Sıralarda birer birer oturmuşuz. Önümde iki kadın meslektaşım var. İş bölümü yaptık. Öndeki arkadaş İngilizce 'den bana güvenin diyor. Hemen önümdeki arkadaşım Matematikle ilgili uzman olduğunu söyledi. Geri kalan Türk Dili, Tarih ve de sosyal bilimlerle ilgili derslerden de yeterliyim diyorum. Sessizce soruları yanıtlıyoruz. Otuzlu yaşlarla, kırklı, ellili yaşlarını yaşayan öğretmenler hep birlikteyiz. Biz ekip olarak üç meslektaş otuzlu yıllarımızı yaşıyoruz.

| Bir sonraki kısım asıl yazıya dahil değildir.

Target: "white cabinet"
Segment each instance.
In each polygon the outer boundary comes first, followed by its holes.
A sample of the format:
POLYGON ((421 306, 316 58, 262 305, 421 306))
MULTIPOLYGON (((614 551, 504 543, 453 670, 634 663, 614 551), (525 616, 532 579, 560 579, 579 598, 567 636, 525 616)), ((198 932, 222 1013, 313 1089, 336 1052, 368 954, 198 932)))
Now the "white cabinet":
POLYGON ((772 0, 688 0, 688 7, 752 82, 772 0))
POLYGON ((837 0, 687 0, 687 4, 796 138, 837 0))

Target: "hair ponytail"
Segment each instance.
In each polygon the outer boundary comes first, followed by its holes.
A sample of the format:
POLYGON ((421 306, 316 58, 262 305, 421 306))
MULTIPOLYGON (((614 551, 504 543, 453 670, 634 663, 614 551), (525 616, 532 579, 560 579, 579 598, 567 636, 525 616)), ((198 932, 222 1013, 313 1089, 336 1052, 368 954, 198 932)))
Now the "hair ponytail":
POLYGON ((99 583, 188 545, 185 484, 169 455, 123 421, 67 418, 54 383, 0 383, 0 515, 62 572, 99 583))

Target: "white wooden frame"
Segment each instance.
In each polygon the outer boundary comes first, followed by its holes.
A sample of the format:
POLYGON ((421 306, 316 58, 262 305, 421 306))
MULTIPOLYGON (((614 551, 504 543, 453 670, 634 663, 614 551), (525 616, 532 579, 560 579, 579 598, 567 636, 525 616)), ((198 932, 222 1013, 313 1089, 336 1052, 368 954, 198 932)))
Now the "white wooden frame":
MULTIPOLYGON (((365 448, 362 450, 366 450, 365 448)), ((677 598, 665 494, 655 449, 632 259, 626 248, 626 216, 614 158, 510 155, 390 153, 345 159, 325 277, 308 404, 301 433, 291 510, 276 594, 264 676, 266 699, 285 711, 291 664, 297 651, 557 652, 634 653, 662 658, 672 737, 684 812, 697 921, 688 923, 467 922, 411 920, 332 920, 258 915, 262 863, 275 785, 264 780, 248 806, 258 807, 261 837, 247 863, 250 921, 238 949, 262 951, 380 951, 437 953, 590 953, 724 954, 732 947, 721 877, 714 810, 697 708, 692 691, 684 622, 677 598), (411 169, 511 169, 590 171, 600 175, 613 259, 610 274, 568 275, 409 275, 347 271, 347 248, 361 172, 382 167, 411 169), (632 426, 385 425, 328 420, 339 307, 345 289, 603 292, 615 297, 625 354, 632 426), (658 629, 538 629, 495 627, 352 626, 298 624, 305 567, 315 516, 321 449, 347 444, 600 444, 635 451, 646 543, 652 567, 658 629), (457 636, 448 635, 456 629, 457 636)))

Sınav devam ediyor. Kendimizden emin bir biçimde işimizle meşgulüz. Arkalardan bir arkadaş kalktı ayağa. Saçları aklaşmış bir garip meslektaş. Başladı sızlanmaya:
'Hocam varlığınla bizi eziyorsun!'
Sözün muhatabı sınav görevlisi ellili yaşlarda deneyimli bir lise öğretmeni. Garibim, arka sıralarda oturuyor. Kitabı açmış, sorulara yanıt arıyor. Ama o kadar da amatörce yapılmaz ki, bu işler! Haliyle görevli müdahale ediyor. Hemen ayağa kalktım, söz alarak:
'Sayın hocam arkadaşın sözlerini ne olur hoş görün. Sınav heyecanından olacak...'
Öncelikle amacım ortamı yumuşatmak. Yoksa bizim yardımlaşmamız sekteye uğrayabilir. Görevli, yarı tebessüm ederek yerime oturmamı işaret etti. Olay tatlıya bağlandı. Tabi bu arada sınıfta herkes ucundan kenarından yardımlaşma seferberliğini devam ettiriyor.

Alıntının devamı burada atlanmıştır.